All News 16:12 August 03, 2020

By Nam Kwang-sik

SEOUL, Aug. 3 (Yonhap) -- Shipbuilder Hyundai Mipo Dockyard Co. said Monday that it has bagged deals to build three vessels -- two petrochemicals carriers (PCs) and one passenger ship -- its parent Korea Shipbuilding & Offshore Engineering Co. said Monday.

Hyundai Mipo clinched a deal to construct two 50,000-ton PCs for an Asian company, Korea Shipbuilding said in an emailed statement. But the statement did not provide the price.

According to data by global market researcher Clarkson Research Service, the prices of the PCs to be built by Hyundai Mipo are estimated at US$340 billion each.

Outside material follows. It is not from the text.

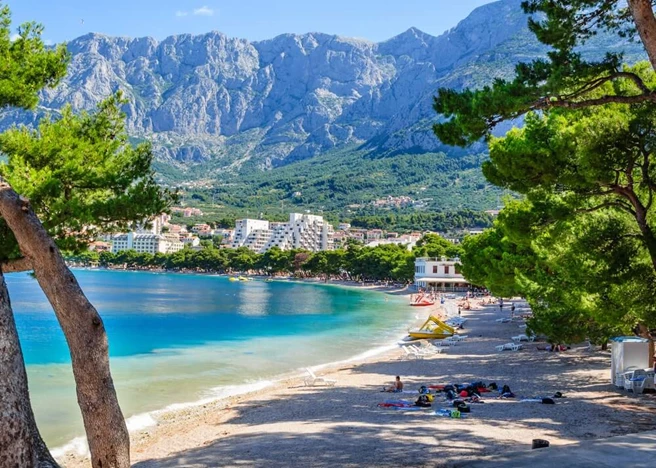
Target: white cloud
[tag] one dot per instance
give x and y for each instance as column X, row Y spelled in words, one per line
column 203, row 11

Hyundai Mipo has clinched a separate deal worth 108 billion won (US$90.6 million) to construct a 1,000-seat ferry ship by November 2022, Korea Shipbuilding said.

The deal has an option to build one ferry ship, Korea Shipbuilding said.

Korea Shipbuilding has three shipbuilders -- Hyundai Heavy, Hyundai Mipo and Hyundai Samho Heavy Industries Co. -- under its wings.

This photo, provided by Hyundai Heavy Industries, shows a liquefied natural gas carrier built by the South Korean shipbuilder. (PHOTO NOT FOR SALE) (Yonhap)

Last week, Hyundai Heavy bagged a 445.6 billion-won deal to construct two LNG carriers from a shipper in Bermuda, while Hyundai Samho Heavy Industries Co. has won a 445.6 billion-won deal to build two LNG carriers from a European shipper.

The deals signed by Hyundai Samho and Hyundai Heavy have an option to build six LNG carriers, while an order of two LNG carriers is slated to be made next Wednesday.

"All 12 LNG carriers will be used to carry LNG to be produced by global energy group Shell," a company official at Korea Shipbuilding said.

The three orders for seven ships won by Korea Shipbuilding's three subsidiaries last week reached nearly $900 million, the company said.

The latest deals for LNG carriers mark the first of their kind this year by local shipbuilders.

Orders for only six LNG carriers were placed in the first half of the year, sharply down compared with 31 LNG carriers from a year ago, according to Clarkson Research Service.

On July 31, Hyundai Heavy Industries Co., a shipbuilding subsidiary of Korea Shipbuilding, said in a regulatory filing that it had canceled a deal signed with an Oceanian company to build a 289 billion-won LNG carrier as the buyer called for the cancellation of deal.